We’ve previously written about the positions taken by some of the major creationist websites on the existence of extra-terrestrial life. For the granddaddy of all creationist outfits — the Institute for Creation Research (ICR), see ICR Flat-Out Predicts: “No Alien Life Exists”.
And for the position of ol’ Hambo, founder of Answers in Genesis (AIG), one of the major sources of young-earth creationist wisdom, see AIG Accepts Possibility of Alien Life. Hambo is hedging his bets on the possibility of primitive life, but there’s no intelligent life out there, and even if there were, they can’t get into heaven.

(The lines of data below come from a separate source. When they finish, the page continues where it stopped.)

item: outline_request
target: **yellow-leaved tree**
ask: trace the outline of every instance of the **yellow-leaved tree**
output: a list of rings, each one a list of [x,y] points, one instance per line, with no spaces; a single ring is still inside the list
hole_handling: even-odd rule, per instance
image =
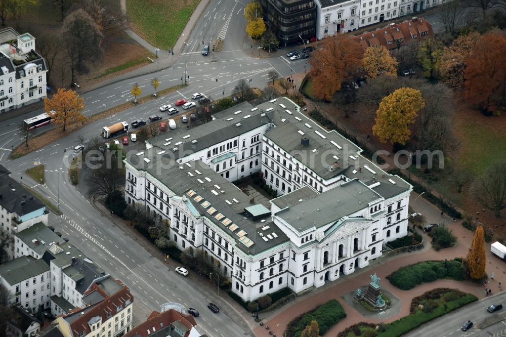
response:
[[[485,268],[487,266],[485,252],[485,232],[481,226],[476,229],[471,250],[468,253],[468,264],[469,266],[469,276],[479,280],[485,275]]]
[[[409,139],[409,125],[417,113],[425,106],[419,90],[401,88],[385,96],[376,111],[376,123],[372,133],[382,143],[405,144]]]
[[[253,39],[258,39],[265,32],[265,23],[262,18],[248,21],[246,25],[246,32]]]
[[[65,131],[68,124],[81,122],[86,119],[82,114],[85,100],[75,91],[60,89],[51,98],[44,99],[44,109],[53,122],[63,127]]]
[[[362,58],[362,67],[369,78],[383,73],[396,75],[398,64],[388,50],[383,46],[369,47]]]

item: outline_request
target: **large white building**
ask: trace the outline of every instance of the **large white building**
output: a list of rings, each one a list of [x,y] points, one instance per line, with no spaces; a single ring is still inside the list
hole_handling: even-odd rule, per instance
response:
[[[11,27],[0,30],[0,113],[46,97],[47,68],[35,39]]]
[[[321,286],[368,265],[384,243],[406,235],[411,186],[289,99],[242,103],[213,117],[149,141],[148,149],[128,158],[125,197],[169,220],[170,238],[180,249],[202,248],[218,259],[245,301],[285,287]],[[207,136],[218,129],[224,130]],[[246,155],[256,153],[259,141],[256,164],[257,156]],[[233,176],[206,156],[235,158],[243,147],[253,163],[227,161]],[[259,169],[282,195],[270,209],[230,182]]]

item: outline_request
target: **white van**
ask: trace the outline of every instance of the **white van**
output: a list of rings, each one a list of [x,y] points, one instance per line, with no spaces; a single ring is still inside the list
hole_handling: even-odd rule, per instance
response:
[[[168,127],[172,129],[172,130],[174,130],[175,129],[176,129],[176,121],[174,120],[174,119],[169,119]]]

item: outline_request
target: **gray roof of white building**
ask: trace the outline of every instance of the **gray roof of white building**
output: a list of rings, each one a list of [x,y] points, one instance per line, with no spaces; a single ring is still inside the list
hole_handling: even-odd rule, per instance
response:
[[[381,196],[357,180],[314,195],[278,212],[275,215],[299,232],[335,223],[361,209]]]
[[[38,222],[16,234],[21,241],[39,255],[53,242],[62,243],[63,239],[41,222]]]
[[[9,177],[10,173],[0,165],[0,205],[7,212],[20,216],[46,207],[21,184]]]
[[[0,277],[11,285],[49,271],[49,266],[42,259],[22,256],[0,265]]]

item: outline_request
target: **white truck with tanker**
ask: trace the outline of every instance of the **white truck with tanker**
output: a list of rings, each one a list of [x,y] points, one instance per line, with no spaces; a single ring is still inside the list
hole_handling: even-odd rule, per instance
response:
[[[104,127],[102,128],[102,137],[104,138],[110,138],[128,131],[128,123],[119,122],[113,124],[110,127]]]
[[[506,246],[500,242],[495,242],[490,245],[490,251],[499,258],[506,261]]]

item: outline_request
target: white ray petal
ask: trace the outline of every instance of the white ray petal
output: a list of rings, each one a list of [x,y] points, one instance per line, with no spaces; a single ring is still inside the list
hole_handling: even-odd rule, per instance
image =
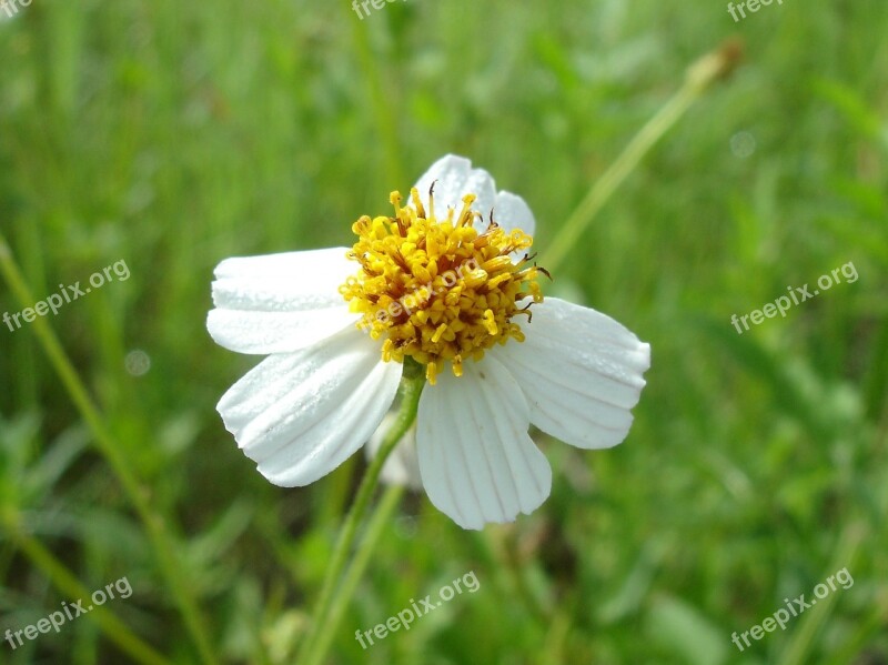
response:
[[[529,412],[506,367],[485,356],[442,373],[420,397],[416,450],[428,497],[464,528],[512,522],[548,496],[552,470],[527,434]]]
[[[215,269],[206,329],[240,353],[287,353],[349,325],[359,315],[339,293],[356,272],[345,248],[234,258]]]
[[[463,209],[463,197],[475,194],[477,199],[472,210],[487,219],[496,200],[496,183],[484,169],[473,169],[472,162],[464,157],[447,154],[423,173],[416,181],[416,191],[423,205],[428,210],[428,190],[435,185],[435,216],[445,219],[447,209],[453,208],[456,214]]]
[[[402,365],[346,330],[307,349],[271,355],[216,406],[238,445],[275,485],[307,485],[350,457],[394,400]]]
[[[583,449],[620,443],[645,386],[650,346],[609,316],[557,298],[532,312],[523,343],[492,350],[524,390],[531,421]]]

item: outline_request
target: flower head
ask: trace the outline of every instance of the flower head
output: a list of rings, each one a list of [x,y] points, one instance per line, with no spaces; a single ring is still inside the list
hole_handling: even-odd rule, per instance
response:
[[[583,449],[620,443],[649,346],[613,319],[543,298],[527,204],[468,160],[438,160],[354,246],[222,261],[208,329],[268,354],[218,410],[271,482],[306,485],[364,445],[406,359],[428,380],[416,453],[432,503],[467,528],[548,496],[531,423]],[[444,371],[448,370],[448,371]]]

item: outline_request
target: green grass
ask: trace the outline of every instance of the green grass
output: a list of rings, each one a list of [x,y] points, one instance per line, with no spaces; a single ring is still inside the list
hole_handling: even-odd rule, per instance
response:
[[[539,437],[552,496],[513,526],[463,532],[408,495],[329,662],[888,662],[886,19],[881,0],[787,0],[739,23],[702,0],[407,0],[363,22],[345,2],[33,0],[0,23],[0,232],[33,301],[127,261],[130,280],[44,323],[182,584],[38,325],[0,325],[0,631],[79,597],[44,552],[87,592],[128,576],[107,608],[172,662],[200,657],[183,603],[220,662],[292,662],[364,462],[285,491],[238,451],[214,405],[256,359],[206,333],[213,266],[350,243],[445,152],[521,193],[545,251],[685,68],[738,36],[740,69],[555,274],[652,345],[628,440]],[[849,261],[857,282],[730,325]],[[0,283],[0,312],[20,311]],[[143,376],[125,371],[134,349]],[[831,604],[730,643],[846,566]],[[477,593],[354,639],[468,571]],[[0,662],[129,662],[109,625],[2,642]]]

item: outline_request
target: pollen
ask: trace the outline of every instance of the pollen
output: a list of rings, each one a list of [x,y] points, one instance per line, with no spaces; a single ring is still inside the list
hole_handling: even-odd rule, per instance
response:
[[[412,206],[402,206],[400,192],[390,201],[394,216],[364,215],[352,225],[359,240],[347,256],[360,269],[340,286],[351,310],[362,315],[357,326],[384,340],[382,360],[410,356],[434,384],[447,364],[461,376],[466,360],[481,360],[494,344],[523,342],[518,319],[529,321],[531,305],[543,302],[536,280],[547,274],[526,251],[533,238],[504,230],[494,221],[495,211],[478,231],[483,219],[472,210],[474,194],[442,219],[435,214],[434,188],[427,211],[415,188]]]

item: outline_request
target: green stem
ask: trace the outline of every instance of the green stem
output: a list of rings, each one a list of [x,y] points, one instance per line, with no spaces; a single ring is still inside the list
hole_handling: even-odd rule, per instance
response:
[[[2,233],[0,233],[0,272],[2,272],[10,290],[16,294],[22,308],[31,306],[36,302],[24,282],[24,278],[12,259],[12,253]],[[148,493],[139,484],[135,473],[129,467],[127,457],[122,453],[123,449],[105,429],[98,407],[92,403],[85,386],[59,343],[56,333],[52,332],[52,329],[42,318],[37,318],[31,323],[31,329],[43,347],[50,364],[71,396],[71,401],[92,431],[95,447],[111,466],[135,508],[139,518],[144,524],[149,540],[154,548],[154,554],[158,557],[161,573],[167,578],[168,586],[179,606],[179,611],[182,613],[185,626],[198,646],[201,659],[206,665],[215,664],[218,659],[210,646],[211,642],[198,612],[198,605],[190,593],[190,583],[186,576],[182,574],[183,568],[180,557],[176,555],[173,538],[168,533],[163,518],[151,507]]]
[[[404,363],[405,376],[401,382],[401,409],[398,411],[395,422],[392,424],[389,432],[385,434],[382,445],[380,446],[376,456],[373,457],[364,478],[361,481],[361,486],[357,490],[352,508],[345,518],[345,523],[340,532],[339,541],[333,550],[333,557],[330,566],[324,576],[324,583],[321,587],[321,596],[315,607],[311,633],[303,638],[302,645],[296,657],[296,663],[300,665],[316,665],[319,664],[330,645],[330,638],[326,633],[332,633],[333,626],[327,622],[330,608],[333,604],[333,594],[337,588],[337,582],[345,567],[345,560],[354,544],[357,527],[364,518],[364,514],[370,505],[370,500],[373,496],[373,491],[380,480],[380,473],[385,464],[385,460],[395,449],[401,439],[406,434],[413,421],[416,420],[416,410],[420,405],[420,395],[422,394],[423,385],[425,385],[425,377],[422,373],[407,376],[410,370],[408,362]],[[414,374],[411,372],[411,374]],[[366,556],[372,547],[369,545],[369,540],[365,540],[361,545],[361,551],[356,554],[356,558]],[[365,552],[366,551],[366,552]]]
[[[829,564],[829,568],[824,573],[825,576],[834,574],[836,571],[842,568],[854,570],[854,563],[857,558],[857,551],[864,542],[867,528],[862,523],[851,523],[839,535],[836,544],[836,553]],[[825,598],[819,599],[816,607],[805,612],[801,617],[801,625],[795,634],[795,638],[784,649],[780,657],[777,659],[780,665],[799,665],[800,663],[810,663],[811,658],[809,652],[814,647],[814,643],[820,635],[826,619],[833,612],[833,606],[838,602],[839,590],[833,592]]]
[[[361,546],[355,553],[352,563],[349,565],[349,570],[345,571],[345,576],[342,580],[339,593],[333,597],[333,604],[331,605],[330,613],[324,622],[324,632],[315,641],[314,652],[317,655],[315,658],[310,658],[307,661],[309,665],[316,665],[320,663],[323,655],[326,654],[327,649],[330,648],[330,642],[336,634],[336,629],[342,623],[342,617],[345,614],[345,609],[349,606],[352,596],[354,596],[355,588],[357,588],[357,584],[361,582],[364,571],[366,571],[367,563],[370,562],[370,555],[373,554],[376,543],[379,542],[380,536],[382,536],[383,528],[386,524],[389,524],[392,513],[401,502],[403,494],[404,487],[401,485],[392,485],[385,491],[385,494],[383,494],[383,497],[380,500],[375,512],[370,518],[370,524],[367,525],[366,533],[364,534],[364,540],[361,542]]]
[[[88,598],[90,592],[80,584],[78,578],[63,563],[31,534],[21,528],[19,513],[12,508],[2,511],[2,523],[10,533],[11,540],[31,562],[52,581],[56,588],[68,595],[69,598]],[[145,665],[171,665],[170,661],[142,642],[129,626],[104,607],[94,607],[89,612],[89,618],[95,622],[104,635],[127,652],[134,661]]]
[[[349,19],[354,20],[355,18],[350,16]],[[386,182],[403,183],[404,174],[401,172],[401,139],[397,123],[395,122],[392,107],[389,104],[382,74],[380,73],[379,63],[381,58],[373,53],[369,30],[369,21],[355,20],[354,42],[357,47],[357,59],[367,82],[376,131],[380,133],[380,140],[383,145]]]
[[[685,75],[685,84],[629,141],[620,155],[595,182],[576,210],[567,219],[558,234],[549,243],[539,264],[554,271],[576,245],[583,232],[604,208],[614,192],[623,184],[654,144],[685,114],[690,105],[714,81],[730,73],[740,59],[740,47],[727,42],[717,51],[707,53],[692,64]]]

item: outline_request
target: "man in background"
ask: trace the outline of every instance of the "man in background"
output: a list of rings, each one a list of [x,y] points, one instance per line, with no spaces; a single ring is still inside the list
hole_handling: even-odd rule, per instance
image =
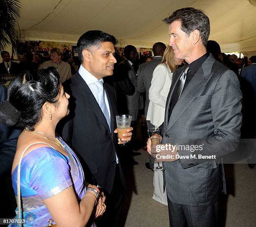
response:
[[[156,42],[153,46],[152,51],[154,57],[151,61],[146,62],[139,66],[138,72],[137,89],[139,92],[146,92],[146,99],[145,104],[145,116],[146,119],[148,108],[149,104],[148,91],[151,85],[151,81],[153,77],[153,73],[156,67],[161,63],[164,52],[166,46],[162,42]],[[148,129],[154,127],[154,126],[150,123],[150,121],[146,121]],[[155,159],[149,155],[149,162],[146,162],[145,165],[147,169],[153,170],[154,168]]]
[[[51,52],[51,60],[43,63],[40,67],[39,69],[48,68],[50,66],[55,67],[60,75],[60,81],[62,83],[72,76],[70,66],[67,63],[62,61],[63,57],[63,52],[59,47],[54,47],[50,51]]]
[[[19,73],[18,64],[10,60],[9,52],[5,50],[2,51],[1,57],[3,62],[0,63],[0,75],[17,74]]]

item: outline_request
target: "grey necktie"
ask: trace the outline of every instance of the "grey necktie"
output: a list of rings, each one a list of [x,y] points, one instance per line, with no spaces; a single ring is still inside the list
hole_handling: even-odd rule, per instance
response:
[[[10,74],[10,65],[9,65],[8,63],[6,64],[7,64],[7,71],[8,71],[8,73]]]
[[[99,95],[99,105],[100,107],[100,109],[101,109],[102,112],[105,116],[105,118],[107,120],[107,122],[108,122],[108,127],[110,129],[110,117],[109,116],[109,114],[108,113],[108,108],[107,108],[107,105],[105,102],[105,91],[103,87],[103,81],[99,80],[99,81],[95,83],[95,85],[97,87],[98,94]]]
[[[176,86],[173,91],[172,102],[169,105],[168,120],[170,119],[172,112],[176,104],[176,102],[177,102],[179,97],[180,97],[181,93],[182,92],[182,90],[183,90],[183,87],[184,87],[184,85],[186,82],[186,79],[187,79],[187,75],[189,72],[189,67],[188,65],[187,65],[184,67],[183,71],[182,71],[179,79],[176,84]]]

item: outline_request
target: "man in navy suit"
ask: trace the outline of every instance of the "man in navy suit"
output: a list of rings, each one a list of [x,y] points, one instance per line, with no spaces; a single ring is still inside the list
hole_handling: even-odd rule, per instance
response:
[[[253,87],[256,98],[256,55],[251,56],[250,59],[251,65],[243,69],[241,77],[244,78]]]
[[[7,90],[0,84],[0,103],[6,100]],[[10,174],[14,158],[17,140],[21,130],[0,123],[0,179]]]
[[[74,76],[64,83],[70,95],[70,113],[63,119],[62,136],[83,160],[85,180],[98,185],[106,195],[106,212],[96,220],[98,227],[119,227],[125,188],[117,153],[118,142],[115,90],[103,77],[113,74],[116,60],[115,38],[101,31],[89,31],[77,42],[81,65]],[[123,135],[131,140],[132,128]]]
[[[18,63],[10,60],[9,52],[5,50],[2,51],[1,52],[1,57],[3,61],[0,63],[0,75],[18,73]]]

Now we hear from the neo-theocrats at the Discovery Institute‘s creationist public relations and lobbying operation, the Center for Science and Culture (a/k/a the Discoveroids, a/k/a the cdesign proponentsists).
We already know the Discoveroids’ position — they’re pretty much committed to the proposition that life on earth is unique. Jay Richards is a Discoveroid “Senior Fellow” (i.e., full-blown creationist), and he’s a co-author of the creationist classic, The Privileged Planet. So let’s see what the Discoveroids have to say today.
Their latest post on alien life is Another Mars Rover, Another Chance for (Materialist) Redemption. It’s by David Klinghoffer, whose creationist oeuvre we last described here, and upon whom the Discoveroids have bestowed the exalted title of “senior fellow” — i.e., flaming, full-blown creationist. His name has some of the resonance of Red Skelton’s Clem Kadiddlehopper.
Klinghoffer (or Kadiddlehopper) is in full mystic mode for this one. Here are some excerpts, with bold font added by us and his links omitted:
NASA is getting ready to land a new rover on Mars, this one to explore Gale Crater, one of the lowest elevation points on the planet and where water might have been expected to gather at some time in the past.
For some reliable information about that mission, see this at NASA’s website: NASA’s Car-Sized Rover Nears Daring Landing on Mars. Okay, back to Klinghoffer:
Following standard procedure, NASA’s top Mars scientist, Michael Meyer, has been talking about, yes, the tantalizing possibility of finding evidence of life where once there was water. “One of the main reasons why we’re going to Mars is to figure out whether life ever started there,” he told Reuters. Since life as we know it requirers [sic] water, and since water flows down, Gale Crater is a logical place to look.
Nothing wrong with that. Then Klinghoffer quotes NASA’s Meyer, referring to it as an “interesting if-then formulation.” We haven’t checked the Meyer quote, and the bracketed material is in Klinghoffer’s original:
If in the second place in our solar system that we think life has a possibility [it] actually did start there, my conclusion would be that life is easy, it’s a natural process and the universe is just littered with places that have life.
Shocking indeed! Let’s see what Klinghoffer says about it:
This would constitute redemption for materialist evolutionism.
Aaaargh!! Klinghoffer’s paragraph continues:
Curiosity [the rover's name] will have the opportunity to investigate for the duration of one Martian year (687 Earth days). What if no evidence of life is forthcoming, as in fact has been the case with the previous Mars rovers? Would that incline Michael Meyer to the conclusion that life may not be “easy,” that perhaps it’s not a “natural process,” and probably the universe is not “just littered with places that have life”?
That’s supposed to be a serious question — If there’s no life on Mars, would a scientist conclude from that one data-point that life isn’t a natural process? Verily, dear reader, the creationist mind is a marvel! Here’s Klinghoffer’s smug conclusion:
That, of course, is one of those question you are not supposed to ask.
Well! The tension is mounting at Discoveroid headquarters. The fate of the “theory” of intelligent design seems to hinge on what the Mars rover finds.